Buying Groups – The End

Buying groups & procurement supply chains, your “buying power” has been neutered – time to EARN savings…

Let’s face it, the old model of volumes = % rebates is broken…and even the concept of “buying power”. Repairs & replacement to old laws have been gazetted (Government Gazette No. 42231) as evidenced by the most current Competitions Commission Act. Link to PDF (52 pages) – NOTE SUMMARY ON PAGE 10

This article does not seek to extend the debate on what should or should not be, or what’s right or wrong, that was a debate that concluded long ago. This article intends to stimulate engagement on stimulating the right behaviours. 

At the outset, please set aside any self-serving agendas and intellectually consider what will stimulate long term sustainable growth in South Africa, in the context of this topic. This is NOT to say that it should be at the expense of current industry leaders, but rather WITH all existing big and small role-players whilst incorporating the need to add new role-players – Holistic & sustainable, not protectionist and self-serving…MAKING THE CIRCLE BIGGER.

BACKDROP – Under the expectation of being fact-checked, below is a summary that has led to the intervention of the Competitions Commission Tribunal.

Rebates including those by any other name, were born from a perfectly acceptable supply and demand driven incentive of sheer volumes. Buyers with more power (or volumes) got the better price. Over time, the need for suppliers to supply multiple retailers gave rise to competition driving innovative new trading terms, commissions, rebates, discounts, marketing contributions, logistics, travel, early settlements, warehousing and a host of other ways of creating a perception and differentiation of deals between retailers and their suppliers.

 All of this was (debatably in hindsite) perfectly justifiable…that is until it became self-destructive ie…The juncture we are now at and as determined by the recommendations of the Competitions Commission Tribunal…and the net spirit of their determinations are spot-on and undeniable.

The stark-naked truth is that industry sectors got sucked into an eco-system that made sense at that point in time, then devolved into a myriad of smoke and mirrors of protectionism and plausible deniability through trying to create differentiation in deal structures. ie: A load of B.S. – I am convinced that Suppliers, Manufacturers, Importers, Distributors, Wholesalers and even Retailers are completely fatigued by trying to maintain an indefensible status quo and would welcome a more transparent even-handed, honest and growth driven playing field. Retailers must EARN their benefits beyond simplistic volumetric bullying-power and Suppliers must justify their preferential pricing beyond the simplistic-thinking of only volumetric measures…Surely we are smarter than that?


Elon Musk once said “What you INCENTIVISE…will happen”: Seems obvious enough but, in the context of this article, we must ask ourselves what it is, specifically, that our buying/selling practices incentivise…at the CORE. Some might say driving volumes is a worthy endeavour, and no-one disagrees with that at face-value, but can the methods being used that drive those volumes be SUSTAINED? Do those methods incentivise a growth in the sectors’ base, or does it merely protect incumbents? It seems ridiculously obvious that the current system does not promote a growth driven economy, in a South African context. Forcing prices down, or rebates/discounts/settlements/contributions etc up, is simply irresponsibly short-sighted but understandable considering the available incentives.

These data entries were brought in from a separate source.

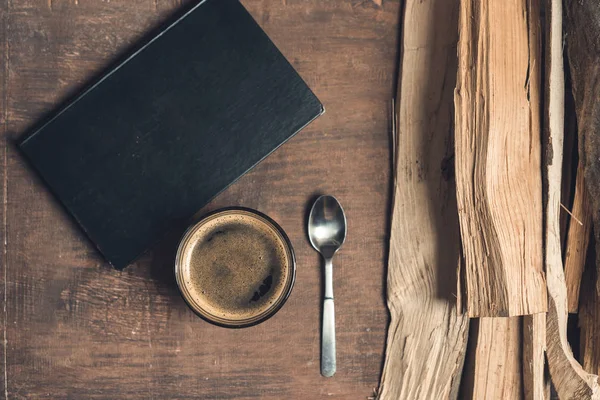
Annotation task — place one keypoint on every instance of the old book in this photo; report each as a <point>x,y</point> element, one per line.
<point>498,160</point>
<point>168,128</point>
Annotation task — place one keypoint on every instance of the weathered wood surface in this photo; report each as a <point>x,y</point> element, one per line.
<point>583,46</point>
<point>568,377</point>
<point>498,174</point>
<point>536,386</point>
<point>578,238</point>
<point>493,367</point>
<point>75,328</point>
<point>427,338</point>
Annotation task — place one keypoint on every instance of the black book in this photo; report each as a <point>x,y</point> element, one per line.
<point>166,130</point>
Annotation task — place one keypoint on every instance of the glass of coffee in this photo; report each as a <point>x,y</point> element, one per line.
<point>235,268</point>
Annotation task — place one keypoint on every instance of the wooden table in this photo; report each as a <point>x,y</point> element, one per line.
<point>72,327</point>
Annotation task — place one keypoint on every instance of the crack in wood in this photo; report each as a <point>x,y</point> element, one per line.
<point>5,82</point>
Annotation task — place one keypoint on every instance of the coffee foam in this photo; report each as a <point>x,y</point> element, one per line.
<point>235,266</point>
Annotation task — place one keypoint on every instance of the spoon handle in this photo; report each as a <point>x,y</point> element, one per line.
<point>328,359</point>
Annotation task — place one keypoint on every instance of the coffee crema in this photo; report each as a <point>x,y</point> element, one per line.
<point>235,268</point>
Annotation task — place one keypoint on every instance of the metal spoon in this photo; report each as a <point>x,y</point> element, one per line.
<point>327,232</point>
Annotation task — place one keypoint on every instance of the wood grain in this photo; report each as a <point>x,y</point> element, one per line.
<point>498,174</point>
<point>494,357</point>
<point>582,28</point>
<point>536,386</point>
<point>578,238</point>
<point>78,329</point>
<point>568,377</point>
<point>427,338</point>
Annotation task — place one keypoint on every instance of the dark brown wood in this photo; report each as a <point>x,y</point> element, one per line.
<point>582,23</point>
<point>76,328</point>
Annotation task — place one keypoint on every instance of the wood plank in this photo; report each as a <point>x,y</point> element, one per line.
<point>79,329</point>
<point>589,317</point>
<point>498,157</point>
<point>583,38</point>
<point>4,73</point>
<point>535,384</point>
<point>427,338</point>
<point>577,240</point>
<point>568,378</point>
<point>493,365</point>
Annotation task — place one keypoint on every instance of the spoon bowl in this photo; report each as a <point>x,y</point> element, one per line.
<point>327,226</point>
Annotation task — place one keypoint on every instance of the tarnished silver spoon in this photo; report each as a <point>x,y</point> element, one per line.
<point>327,232</point>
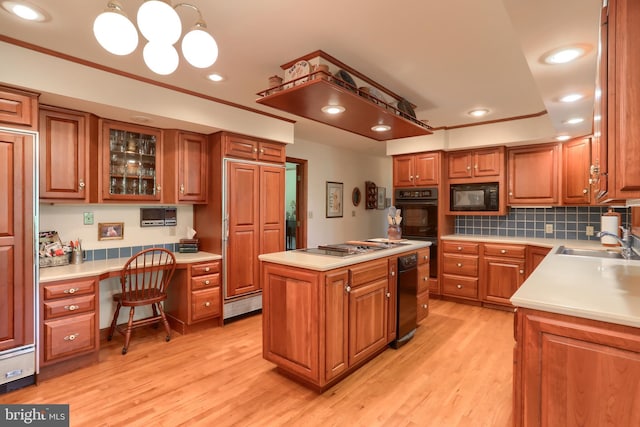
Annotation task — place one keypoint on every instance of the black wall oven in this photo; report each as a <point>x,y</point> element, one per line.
<point>420,218</point>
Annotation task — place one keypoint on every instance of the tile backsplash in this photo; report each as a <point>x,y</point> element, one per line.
<point>568,223</point>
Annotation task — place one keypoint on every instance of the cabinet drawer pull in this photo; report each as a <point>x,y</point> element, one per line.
<point>71,337</point>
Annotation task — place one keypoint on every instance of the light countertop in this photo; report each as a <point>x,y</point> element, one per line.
<point>97,268</point>
<point>326,262</point>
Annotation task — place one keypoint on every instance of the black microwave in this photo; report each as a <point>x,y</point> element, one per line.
<point>474,197</point>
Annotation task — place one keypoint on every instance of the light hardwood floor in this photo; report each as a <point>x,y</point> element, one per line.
<point>457,371</point>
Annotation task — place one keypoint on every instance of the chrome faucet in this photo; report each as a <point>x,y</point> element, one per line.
<point>625,242</point>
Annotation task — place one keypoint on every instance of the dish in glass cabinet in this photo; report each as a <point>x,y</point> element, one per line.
<point>342,77</point>
<point>297,70</point>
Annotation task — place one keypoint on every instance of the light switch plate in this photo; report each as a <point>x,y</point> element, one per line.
<point>88,218</point>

 To achieve that, seemingly obvious, goal should not manifest itself through bullying suppliers or retailers being smoke-screened by plausible deniability of variable deal terminologies, but rather work together to reduce the cost of doing business, RESULTING in a lower price or improved rebate ie: JUSTIFIABLE, PROVABLE, COST EFFICIENCIES. 

TALK IS CHEAP – This new act, albeit in its infancy, clearly lays out the spirit of its intentions and will likely be interrogated by many companies’ legal advisors, so I will not comment on the legal-speak but rather on the acts’ obvious intent. In the future, simply stating a differentiation between supplier/buyer A vs B, will no longer be enough…BOTH parties will need to be able to justify, and PROVE, the efficiencies creating the differential between party A & party B, if challenged. Words, farcical terminologies and smoke-screens will be relegated to the annals of an archaic time way past its expiry date and replaced with transparent, growth driven, incentives that embrace the concept of “A rising tide raises all boats” and still within a capitalist economy.